State of the JFK Releases 2026
The year 2025 finally saw the full declassification of the bulk of the records collected in the 1990s under the JFK Records Collection Act. In addition, there were major releases of government files on the assassinations of Robert Kennedy and Dr. Martin Luther King, Jr.
The vast majority of JFK records were not "new" - they were re-releases of formerly redacted documents, this time with all the remaining redactions lifted (with some exceptions). There were a handful of brand-new JFK releases as well.
In the case of the RFK and MLK records, the releases consisted of some newly seen documents, accompanied by coherent all-in-one-place batches of records already made public.
This page describes the 2025 releases without undue explanation of background - how we got here. For more information, see the JFK Act Releases page and last year's edition of the "State of the JFK Releases" series, as well as earlier editions (2023, 2022, 2021).
Other relevant resources include the 1998 Final Report of the Assassination Records Review Board, and the 1992 JFK Records Act itself. The National Archives also maintains various pages on the JFK Records Collection housed there.
The 2025 JFK Records Releases
Records Concerning the Assassinations of
President John F. Kennedy, Senator Robert
F. Kennedy, and the Reverend Dr. Martin
Luther King. Jr.
The incoming Trump administration swiftly moved to declassify records on the JFK and other assassinations, issuing Executive Order 14176 on January 23, 2025. The first batch of electronic records were posted on March 18. That was the first of 5 JFK records batches between March 18 and April 3 of 2025; an additional set of documents was released on January 30, 2026. All told, some 2709 documents were posted, consisting of nearly 100,000 pages.

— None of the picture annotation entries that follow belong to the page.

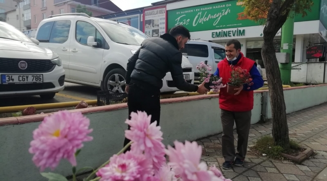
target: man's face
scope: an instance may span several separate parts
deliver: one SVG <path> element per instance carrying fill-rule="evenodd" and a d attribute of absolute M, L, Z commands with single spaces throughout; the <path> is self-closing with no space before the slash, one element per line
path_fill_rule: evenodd
<path fill-rule="evenodd" d="M 176 40 L 177 40 L 177 43 L 178 44 L 179 50 L 181 50 L 185 47 L 185 44 L 189 41 L 189 38 L 179 36 L 176 38 Z"/>
<path fill-rule="evenodd" d="M 234 44 L 231 44 L 229 46 L 225 45 L 225 51 L 226 51 L 226 56 L 228 59 L 231 60 L 240 52 L 240 49 L 236 50 L 234 48 Z"/>

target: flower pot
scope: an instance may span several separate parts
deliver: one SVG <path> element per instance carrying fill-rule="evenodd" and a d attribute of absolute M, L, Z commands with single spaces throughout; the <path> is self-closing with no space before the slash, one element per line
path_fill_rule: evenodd
<path fill-rule="evenodd" d="M 78 104 L 75 107 L 75 109 L 77 109 L 86 108 L 89 105 L 88 105 L 88 103 L 84 102 L 84 101 L 82 101 L 80 102 L 79 103 L 78 103 Z"/>
<path fill-rule="evenodd" d="M 227 93 L 230 94 L 235 94 L 237 92 L 237 90 L 234 90 L 234 89 L 239 87 L 237 85 L 233 85 L 230 82 L 227 83 Z"/>

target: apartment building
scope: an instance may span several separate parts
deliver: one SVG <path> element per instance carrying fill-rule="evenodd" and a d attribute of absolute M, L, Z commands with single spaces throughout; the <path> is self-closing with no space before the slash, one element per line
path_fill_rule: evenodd
<path fill-rule="evenodd" d="M 122 11 L 113 2 L 108 0 L 30 1 L 32 1 L 31 11 L 33 27 L 37 27 L 42 20 L 51 15 L 77 13 L 76 7 L 78 5 L 85 6 L 88 12 L 92 12 L 93 17 Z"/>

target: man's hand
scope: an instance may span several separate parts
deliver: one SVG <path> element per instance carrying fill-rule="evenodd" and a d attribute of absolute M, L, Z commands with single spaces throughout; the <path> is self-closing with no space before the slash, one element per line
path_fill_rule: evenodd
<path fill-rule="evenodd" d="M 237 92 L 235 93 L 234 95 L 236 96 L 239 95 L 239 93 L 240 93 L 240 92 L 243 90 L 243 84 L 241 84 L 238 88 L 234 88 L 234 90 L 237 90 Z"/>
<path fill-rule="evenodd" d="M 206 88 L 204 86 L 204 84 L 205 83 L 205 82 L 202 82 L 201 84 L 199 85 L 199 87 L 198 88 L 198 90 L 197 91 L 198 93 L 200 94 L 207 94 L 207 93 L 209 92 L 210 90 L 208 90 L 207 88 Z"/>
<path fill-rule="evenodd" d="M 125 92 L 127 94 L 128 94 L 128 91 L 129 91 L 129 85 L 127 84 L 125 87 Z"/>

The Mary Ferrell Foundation has downloaded all of these records and incorporated them into our searchable document archive, which now features more than 2 million pages of such records.
The 2700+ JFK records released in 2025 come from 15 different government agencies. Over half of them are CIA records. A few hundred more each come from the FBI, the NSA, and the House Select Committee on Assassinations. There are several dozen each from the Church Committee, JFK Library, and Army INSCOM. Other agencies with a handful of documents each include the State Dept., House Intelligence Committee, LBJ Library, Rockefeller Commission, Joint Chiefs of Staff, and the President's Foreign Intelligence Advisory Board.

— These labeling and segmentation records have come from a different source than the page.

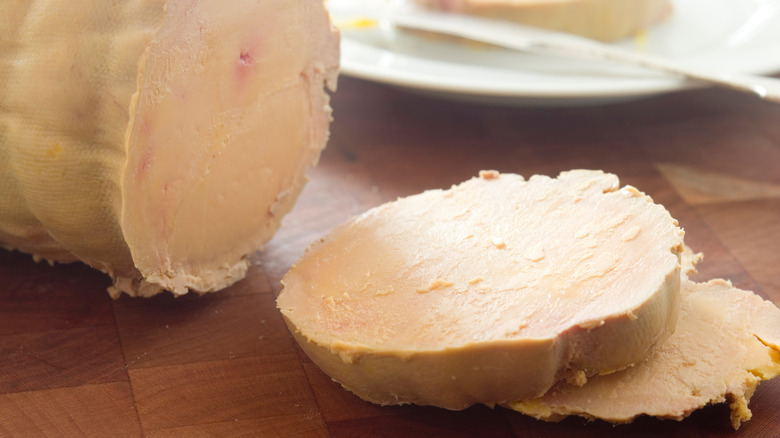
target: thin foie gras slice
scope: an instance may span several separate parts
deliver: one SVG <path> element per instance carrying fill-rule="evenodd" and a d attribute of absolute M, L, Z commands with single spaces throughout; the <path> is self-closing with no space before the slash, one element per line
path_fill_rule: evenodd
<path fill-rule="evenodd" d="M 683 279 L 677 329 L 647 360 L 582 387 L 561 382 L 510 407 L 548 421 L 579 415 L 626 423 L 640 415 L 682 420 L 728 402 L 737 429 L 751 417 L 758 384 L 779 374 L 780 309 L 725 280 Z"/>
<path fill-rule="evenodd" d="M 674 330 L 683 234 L 615 175 L 483 171 L 349 220 L 277 304 L 365 400 L 492 405 L 647 357 Z"/>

The Jan 2026 release was mostly FBI records, with a small number from a variety of other agencies too.
There were other document releases from the federal government in 2025, beyond those posted by the National Archives above. These include a few hundred FBI documents from the FBI's Central Records Complex, released on June 27. Also, the dogged efforts of journalist and MFF Vice-President Jefferson Morley resulted in release of additional documents on George Joannides, the CIA propaganda officer who oversaw the Cuban exile group known as DRE in 1963 during its interactions with Lee Harvey Oswald. Joannides was later put forth by CIA to be its documents liaison with the House Select Committee on Assassinations (which was not informed of his former role). Other documents related to Joannides remain classified or missing.
What's in the 2025 JFK Releases?
What's in these new records? As stated, the vast majority of them were previously released with redactions, and these new copies are mostly "clean," although some still feature redactions, apparently in contradiction of Executive Order 14176.

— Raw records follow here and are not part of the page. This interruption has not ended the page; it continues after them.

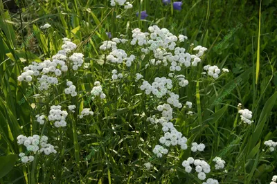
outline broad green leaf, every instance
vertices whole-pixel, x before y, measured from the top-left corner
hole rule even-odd
[[[17,159],[17,155],[0,156],[0,178],[5,176],[12,169]]]

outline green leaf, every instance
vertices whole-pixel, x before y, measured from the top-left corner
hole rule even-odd
[[[260,138],[260,136],[265,127],[265,123],[269,117],[269,114],[271,113],[272,108],[275,104],[275,102],[277,99],[277,92],[275,92],[267,101],[264,108],[262,109],[262,113],[260,115],[259,120],[258,121],[257,126],[256,127],[255,131],[253,134],[251,142],[250,148],[251,148],[254,145],[257,143],[257,141]],[[253,122],[255,123],[255,122]]]
[[[8,155],[6,156],[0,156],[0,178],[5,176],[10,172],[17,161],[17,155]]]

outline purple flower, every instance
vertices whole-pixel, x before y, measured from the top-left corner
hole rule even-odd
[[[107,36],[108,36],[108,37],[109,37],[109,39],[111,38],[111,32],[106,32],[106,35],[107,35]]]
[[[165,5],[168,5],[168,4],[170,3],[170,0],[163,0],[163,3]]]
[[[138,12],[136,13],[136,17],[138,17]],[[146,11],[142,11],[141,12],[141,19],[145,19],[148,15],[146,13]]]
[[[173,9],[174,10],[181,10],[181,6],[182,5],[181,1],[177,1],[173,3]]]

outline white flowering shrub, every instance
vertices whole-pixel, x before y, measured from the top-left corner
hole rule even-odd
[[[77,1],[69,3],[69,9],[80,6],[69,22],[78,26],[60,33],[54,24],[41,26],[42,54],[15,69],[18,85],[34,92],[19,108],[30,111],[29,119],[6,120],[20,125],[15,125],[17,144],[10,149],[19,156],[16,166],[24,168],[26,183],[256,183],[260,173],[273,168],[263,162],[275,158],[276,142],[269,139],[274,134],[264,140],[265,120],[253,121],[260,104],[242,98],[240,85],[238,91],[225,91],[235,74],[231,65],[229,71],[207,56],[206,38],[190,40],[175,34],[177,28],[149,20],[125,22],[122,35],[124,17],[139,19],[132,9],[147,1],[107,1],[109,12],[93,5],[103,9],[101,19],[89,3]],[[182,4],[163,3],[175,10]],[[141,19],[148,16],[139,11]],[[86,44],[91,45],[84,49]],[[243,75],[240,82],[248,73]],[[235,102],[213,104],[222,93]],[[233,105],[239,101],[251,111]]]

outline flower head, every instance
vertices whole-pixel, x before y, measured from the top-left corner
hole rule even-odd
[[[138,17],[138,12],[136,13],[136,16]],[[141,19],[145,19],[148,16],[148,15],[146,13],[146,10],[141,12]]]
[[[181,1],[177,1],[173,3],[173,9],[177,10],[181,10],[181,5],[183,3]]]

In many cases, what was revealed was an agent name, an operation name, or often the identity of a foreign government or foreign government agency (these are often "open secrets" when the identity is Britain or Mexico). In other cases, more substantial unredactions of entire paragraphs or even pages occurred. For the most part, the newly-revealed text fills in some details of stories already known to those following this case. None is a "smoking gun" - we are at a point where the government's information directly related to Kennedy's assassination, as encoded in government files, may be largely known.
But there are nonetheless details of interest in these files. Sometimes they are more related to the context of Kennedy's presidency than the assassination itself. For example, a 1961 post-Bay-of-Pigs memo entitled "CIA Reorganization" from White House aide Arthur Schlesinger to Kennedy was finally declassified in full. What was in the page-and-a-half blacked out until 64 years after this memo was written? What the CIA itself had been withholding was Schlesinger's detailed complaint about "Controlled American Sources" - CIA personnel operating under cover abroad - which Schlesinger described often comprised half the staff of US embassies, where the CIA chief of station exerted more power than the US ambassador. The National Security Archive has written about this as well as other such revelations in the 2025 documents, including new details further suggesting US involvement in the assassination of Dominican dictator Rafael Trujillo.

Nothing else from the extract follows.